Stone River Crossing
- اطلاعات
- نقد و بررسی
- دیدگاه کاربران
نقد و بررسی
Starred review from April 8, 2019
Tingle, an Oklahoma Choctaw, expands on his 2006 picture book Crossing Bok Chitto in this immersive tale of the friendship between people on opposite sides of the Bok Chitto River in 1808. Based on oral histories of Native Americans helping enslaved people gain their freedom, the novel focuses on Lil Mo, a boy enslaved on a Mississippi plantation, whose accidental meeting with Martha Tom, a Choctaw girl, brings about his family’s escape. After Martha Tom shows Lil Mo and his family the stone bridge that lies just beneath the river’s surface and they flee the plantation’s guards, they begin a new life in Choctaw Town, protected by Choctaw law. Lil Mo eagerly adapts, making friends such as Funi Man, a squirrel hunter with magical powers, and honing his skills at moving and hiding in the woods, but he faces dangers, too, from the plantation owners’ henchmen as well as from an otherworldly witch owl. The story builds slowly but gradually grows gripping as Lil Mo’s Choctaw friends try to destroy the powerful forces that have taken him over. Richly descriptive and leavened with humor, Tingle’s complex novel offers valuable insights into rarely told history. Ages 8–12.
June 14, 2019
Gr 5 Up-The Choctaw Nation lives on a reservation, deeded to them after they were forcefully relocated during the Trail of Tears.
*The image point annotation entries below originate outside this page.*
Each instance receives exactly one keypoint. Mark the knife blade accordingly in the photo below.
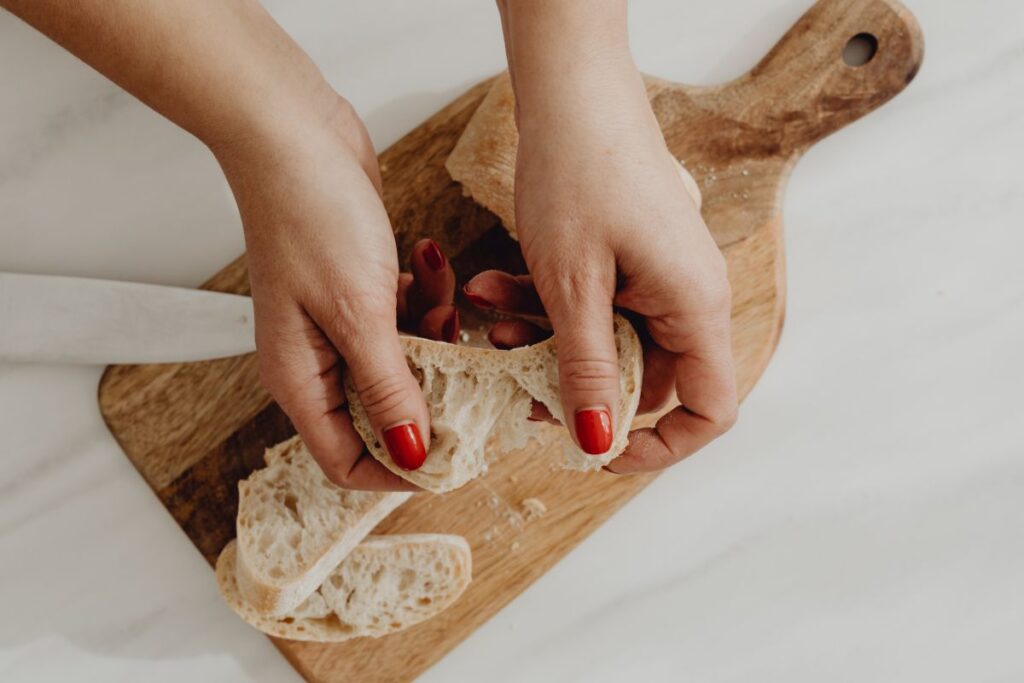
(53, 318)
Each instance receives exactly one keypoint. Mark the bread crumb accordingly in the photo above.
(534, 507)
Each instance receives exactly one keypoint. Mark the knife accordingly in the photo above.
(48, 318)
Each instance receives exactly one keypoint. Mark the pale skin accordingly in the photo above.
(603, 218)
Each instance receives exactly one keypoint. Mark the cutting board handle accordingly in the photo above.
(805, 83)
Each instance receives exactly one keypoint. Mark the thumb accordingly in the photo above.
(389, 393)
(588, 361)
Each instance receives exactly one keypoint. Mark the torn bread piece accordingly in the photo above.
(483, 159)
(479, 400)
(386, 584)
(295, 526)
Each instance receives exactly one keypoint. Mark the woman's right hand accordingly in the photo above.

Just across the Bok Chitto River is a slave plantation. Everyone knows that crossing the river is dangerous. A young Choctaw girl wanders across the river while picking blackberries. A young enslaved boy helps her find her way back. Soon after, the enslaver threatens to sell the boy's mother. The Choctaw community takes in the family to protect them and, in the process, they experience a two-way cultural exchange. The richness and the humor depicted in the Choctaw community are beautifully developed. The narrative details are based on oral histories from Choctaw people and families who developed an underground railroad, digging bunkers to hide enslaved people throughout Mississippi and Alabama. VERDICT This is a well-researched and compelling work of historical fiction. Highly recommended for any middle grade collection.-Amy Thurow, Northside Elementary School, Sun Prairie, WI
Copyright 2019 School Library Journal, LLC Used with permission.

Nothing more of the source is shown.